Em 2019, o então Deputado Estadual Evander Vendramini (PP) cogitou pedir abertura de CPI (Comissão Parlamentar de Inquérito) para abrir o que considera a “caixa-preta” da Federação de Futebol de MS. O parlamentar, na época, disse que a entidade não tinha transparência no repasse via órgãos públicos e CBF (Confederação Brasileira de Futebol).
Após a Operação Cartão Vermelho, o Deputado Estadual, Rinaldo Modesto (PODEMOS), atualmente Presidente da Comissão de Educação, Cultura e Desporto foi questionado sobre a operação que põe o Presidente da federação no ‘olho do furacão’.
Em resposta a imprensa o parlamentar disse que iria “acompanhar de perto [a operação] até porque tem dinheiro público envolvido”.

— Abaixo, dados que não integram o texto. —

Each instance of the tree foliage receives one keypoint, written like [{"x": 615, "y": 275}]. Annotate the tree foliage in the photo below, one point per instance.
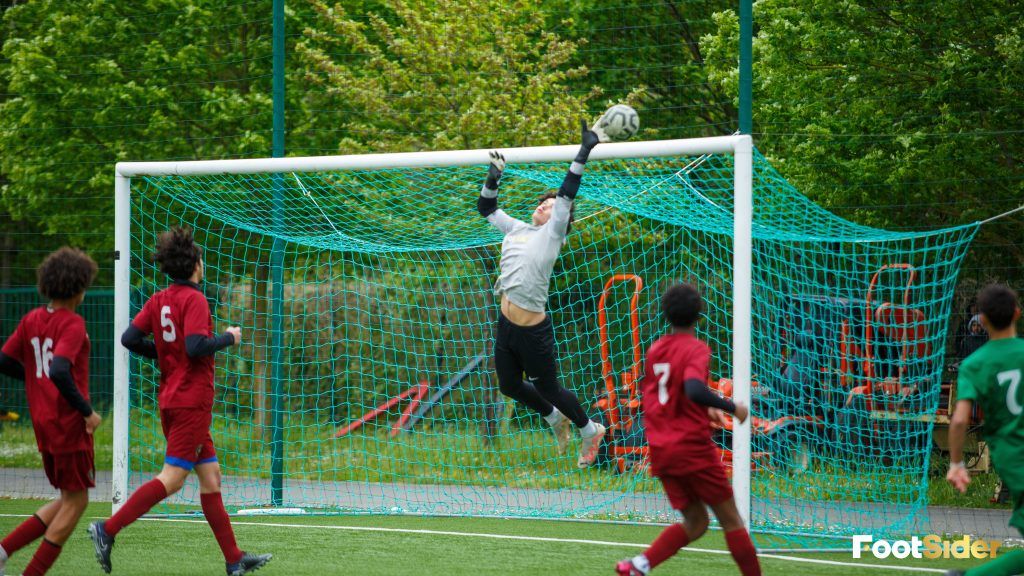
[
  {"x": 900, "y": 115},
  {"x": 99, "y": 81},
  {"x": 442, "y": 75}
]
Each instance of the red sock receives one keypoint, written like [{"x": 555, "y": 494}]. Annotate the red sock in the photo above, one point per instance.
[
  {"x": 742, "y": 551},
  {"x": 667, "y": 544},
  {"x": 216, "y": 517},
  {"x": 144, "y": 498},
  {"x": 25, "y": 534},
  {"x": 44, "y": 559}
]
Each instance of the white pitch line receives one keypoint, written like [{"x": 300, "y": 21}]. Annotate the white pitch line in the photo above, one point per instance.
[
  {"x": 550, "y": 539},
  {"x": 535, "y": 539}
]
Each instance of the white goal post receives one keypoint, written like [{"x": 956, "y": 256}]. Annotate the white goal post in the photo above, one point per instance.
[{"x": 739, "y": 146}]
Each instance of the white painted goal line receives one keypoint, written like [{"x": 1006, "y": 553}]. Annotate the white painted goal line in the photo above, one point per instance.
[{"x": 546, "y": 539}]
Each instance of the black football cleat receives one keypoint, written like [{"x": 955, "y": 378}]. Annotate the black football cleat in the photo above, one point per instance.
[
  {"x": 102, "y": 543},
  {"x": 249, "y": 563}
]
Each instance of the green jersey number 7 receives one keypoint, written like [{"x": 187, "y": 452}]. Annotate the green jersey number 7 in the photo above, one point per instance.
[{"x": 1013, "y": 379}]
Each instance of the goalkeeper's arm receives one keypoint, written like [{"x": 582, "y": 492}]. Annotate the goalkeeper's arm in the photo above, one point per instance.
[
  {"x": 562, "y": 212},
  {"x": 486, "y": 204}
]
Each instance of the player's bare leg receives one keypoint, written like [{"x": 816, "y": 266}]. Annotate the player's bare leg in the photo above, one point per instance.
[
  {"x": 737, "y": 538},
  {"x": 70, "y": 509},
  {"x": 669, "y": 542},
  {"x": 169, "y": 481},
  {"x": 237, "y": 562},
  {"x": 28, "y": 532}
]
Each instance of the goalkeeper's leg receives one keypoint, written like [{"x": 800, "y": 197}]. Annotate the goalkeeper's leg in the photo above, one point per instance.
[{"x": 536, "y": 345}]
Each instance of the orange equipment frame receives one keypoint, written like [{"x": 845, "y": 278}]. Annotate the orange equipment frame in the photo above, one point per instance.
[{"x": 621, "y": 411}]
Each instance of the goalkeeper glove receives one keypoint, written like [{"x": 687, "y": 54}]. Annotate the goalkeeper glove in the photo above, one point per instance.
[{"x": 495, "y": 170}]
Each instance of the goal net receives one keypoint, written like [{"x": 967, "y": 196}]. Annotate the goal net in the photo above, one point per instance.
[{"x": 365, "y": 381}]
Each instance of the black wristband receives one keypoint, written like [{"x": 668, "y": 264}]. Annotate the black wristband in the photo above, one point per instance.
[{"x": 486, "y": 206}]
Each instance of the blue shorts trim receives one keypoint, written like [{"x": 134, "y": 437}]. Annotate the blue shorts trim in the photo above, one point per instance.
[{"x": 179, "y": 462}]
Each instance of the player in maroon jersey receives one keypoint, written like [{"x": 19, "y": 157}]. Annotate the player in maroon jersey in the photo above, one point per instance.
[
  {"x": 677, "y": 408},
  {"x": 49, "y": 350},
  {"x": 183, "y": 345}
]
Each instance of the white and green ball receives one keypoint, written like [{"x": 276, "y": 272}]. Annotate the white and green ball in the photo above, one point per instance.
[{"x": 621, "y": 122}]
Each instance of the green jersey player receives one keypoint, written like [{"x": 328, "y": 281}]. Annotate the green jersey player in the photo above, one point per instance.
[{"x": 991, "y": 377}]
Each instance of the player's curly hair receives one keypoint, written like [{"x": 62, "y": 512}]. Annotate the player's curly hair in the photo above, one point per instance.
[
  {"x": 998, "y": 303},
  {"x": 66, "y": 274},
  {"x": 682, "y": 304},
  {"x": 177, "y": 253},
  {"x": 554, "y": 194}
]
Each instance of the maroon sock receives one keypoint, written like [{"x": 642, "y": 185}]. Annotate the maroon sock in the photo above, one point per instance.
[
  {"x": 667, "y": 544},
  {"x": 45, "y": 556},
  {"x": 216, "y": 517},
  {"x": 25, "y": 534},
  {"x": 144, "y": 498},
  {"x": 742, "y": 551}
]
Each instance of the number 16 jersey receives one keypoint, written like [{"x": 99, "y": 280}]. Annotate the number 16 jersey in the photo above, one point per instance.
[{"x": 42, "y": 334}]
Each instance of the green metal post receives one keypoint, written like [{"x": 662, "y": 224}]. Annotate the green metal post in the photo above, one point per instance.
[
  {"x": 745, "y": 66},
  {"x": 276, "y": 265}
]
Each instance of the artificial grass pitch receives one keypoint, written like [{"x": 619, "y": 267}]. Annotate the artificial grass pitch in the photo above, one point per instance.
[{"x": 317, "y": 545}]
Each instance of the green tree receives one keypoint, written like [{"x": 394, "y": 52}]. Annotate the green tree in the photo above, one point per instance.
[
  {"x": 99, "y": 81},
  {"x": 898, "y": 115},
  {"x": 441, "y": 75},
  {"x": 655, "y": 47}
]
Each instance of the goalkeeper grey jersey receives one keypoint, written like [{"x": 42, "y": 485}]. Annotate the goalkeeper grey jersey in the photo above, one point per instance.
[{"x": 528, "y": 255}]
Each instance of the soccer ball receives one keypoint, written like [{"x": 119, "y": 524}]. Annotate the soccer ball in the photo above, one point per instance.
[{"x": 620, "y": 122}]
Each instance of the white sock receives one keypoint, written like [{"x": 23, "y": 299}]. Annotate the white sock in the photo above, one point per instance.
[
  {"x": 554, "y": 417},
  {"x": 640, "y": 563}
]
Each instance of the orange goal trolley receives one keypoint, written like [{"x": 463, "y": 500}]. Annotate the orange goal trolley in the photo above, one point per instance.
[{"x": 626, "y": 446}]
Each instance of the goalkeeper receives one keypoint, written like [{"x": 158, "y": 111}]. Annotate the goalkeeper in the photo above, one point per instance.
[
  {"x": 991, "y": 377},
  {"x": 525, "y": 338}
]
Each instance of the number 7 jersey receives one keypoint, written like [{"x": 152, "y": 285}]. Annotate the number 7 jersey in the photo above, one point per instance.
[
  {"x": 991, "y": 377},
  {"x": 678, "y": 429},
  {"x": 171, "y": 315}
]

“É natural que todos os cidadãos de Mato Grosso do Sul têm o direito de acompanhar pare passo o que está acontecendo. Onde tem recurso público, temos que estar analisando com muita cautela. A comissão vai acompanhar”.
Afirmou o parlamentar.
Além de grande ‘influência’ na casa de leis do Estado, Francisco também gozava de grande participação do montante que era repassado pelos clubes via a CBF. Mesmo sem nenhum clube disputando qualquer grande divisão, o repasse para o Futebol Sul-Mato-Grossense, está entre os maiores do pais.

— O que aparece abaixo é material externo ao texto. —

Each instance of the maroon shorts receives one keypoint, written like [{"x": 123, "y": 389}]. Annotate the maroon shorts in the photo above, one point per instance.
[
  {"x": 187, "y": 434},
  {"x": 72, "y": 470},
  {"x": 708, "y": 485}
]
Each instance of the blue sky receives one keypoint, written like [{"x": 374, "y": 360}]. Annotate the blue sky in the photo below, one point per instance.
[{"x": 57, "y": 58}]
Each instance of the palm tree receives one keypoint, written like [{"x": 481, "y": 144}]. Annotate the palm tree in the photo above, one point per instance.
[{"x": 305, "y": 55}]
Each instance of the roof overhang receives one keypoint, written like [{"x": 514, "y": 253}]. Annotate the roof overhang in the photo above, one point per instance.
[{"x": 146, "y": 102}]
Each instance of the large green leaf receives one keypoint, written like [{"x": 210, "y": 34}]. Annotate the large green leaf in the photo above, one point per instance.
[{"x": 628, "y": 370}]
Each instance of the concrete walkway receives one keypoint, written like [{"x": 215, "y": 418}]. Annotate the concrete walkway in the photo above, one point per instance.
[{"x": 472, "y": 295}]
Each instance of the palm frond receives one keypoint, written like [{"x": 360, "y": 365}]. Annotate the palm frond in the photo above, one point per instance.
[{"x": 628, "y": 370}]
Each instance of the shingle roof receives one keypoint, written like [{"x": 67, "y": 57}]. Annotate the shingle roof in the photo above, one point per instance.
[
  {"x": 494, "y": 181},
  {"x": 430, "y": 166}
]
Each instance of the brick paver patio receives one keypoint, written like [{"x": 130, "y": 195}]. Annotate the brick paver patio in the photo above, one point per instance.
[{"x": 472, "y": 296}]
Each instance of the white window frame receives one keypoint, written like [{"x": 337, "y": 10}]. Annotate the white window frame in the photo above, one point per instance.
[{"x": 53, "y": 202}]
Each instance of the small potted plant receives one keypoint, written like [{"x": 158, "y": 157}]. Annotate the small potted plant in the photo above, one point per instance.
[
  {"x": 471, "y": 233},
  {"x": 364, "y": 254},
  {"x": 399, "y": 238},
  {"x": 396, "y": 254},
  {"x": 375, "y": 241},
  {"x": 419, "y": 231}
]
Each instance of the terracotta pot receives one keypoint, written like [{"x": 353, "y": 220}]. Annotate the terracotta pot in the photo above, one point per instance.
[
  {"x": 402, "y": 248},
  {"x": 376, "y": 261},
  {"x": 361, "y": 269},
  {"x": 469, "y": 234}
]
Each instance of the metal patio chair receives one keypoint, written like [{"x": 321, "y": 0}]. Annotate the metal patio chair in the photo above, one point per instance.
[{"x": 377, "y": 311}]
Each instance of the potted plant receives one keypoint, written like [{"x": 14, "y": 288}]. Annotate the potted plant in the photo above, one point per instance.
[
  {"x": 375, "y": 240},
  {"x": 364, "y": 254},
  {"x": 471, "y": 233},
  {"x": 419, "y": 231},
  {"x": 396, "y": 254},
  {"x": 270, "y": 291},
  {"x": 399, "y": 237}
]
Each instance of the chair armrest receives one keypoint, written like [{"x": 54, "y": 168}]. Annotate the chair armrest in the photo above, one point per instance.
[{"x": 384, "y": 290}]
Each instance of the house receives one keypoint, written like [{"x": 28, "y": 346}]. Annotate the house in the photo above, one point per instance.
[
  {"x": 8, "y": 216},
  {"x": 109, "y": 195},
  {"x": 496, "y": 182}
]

Embora os balanços anuais não divulguem os repasses da Confederação Brasileira de Futebol (CBF), a Federação de Futebol de Mato Grosso do Sul (FFMS) é uma das “queridinhas” da entidade máxima do futebol brasileiro. Em 2021, por exemplo, a entidade comandada por Francisco Cezário recebeu a “bagatela” de R$ 180 mil mensais, ficando atrás apenas de outras quatro federações.
No total, naquele ano, o futebol de MS, o terceiro pior no ranking das federações, foi contemplado por R$ 2,15 milhões da CBF, sendo que a maior parte dos estados recebeu “apenas” 1,2 milhão. Somente os estados do Pará, Paraná, Goiás e Santa Cataria receberam um pouco mais. O Paraná recebeu R$ 3 milhões.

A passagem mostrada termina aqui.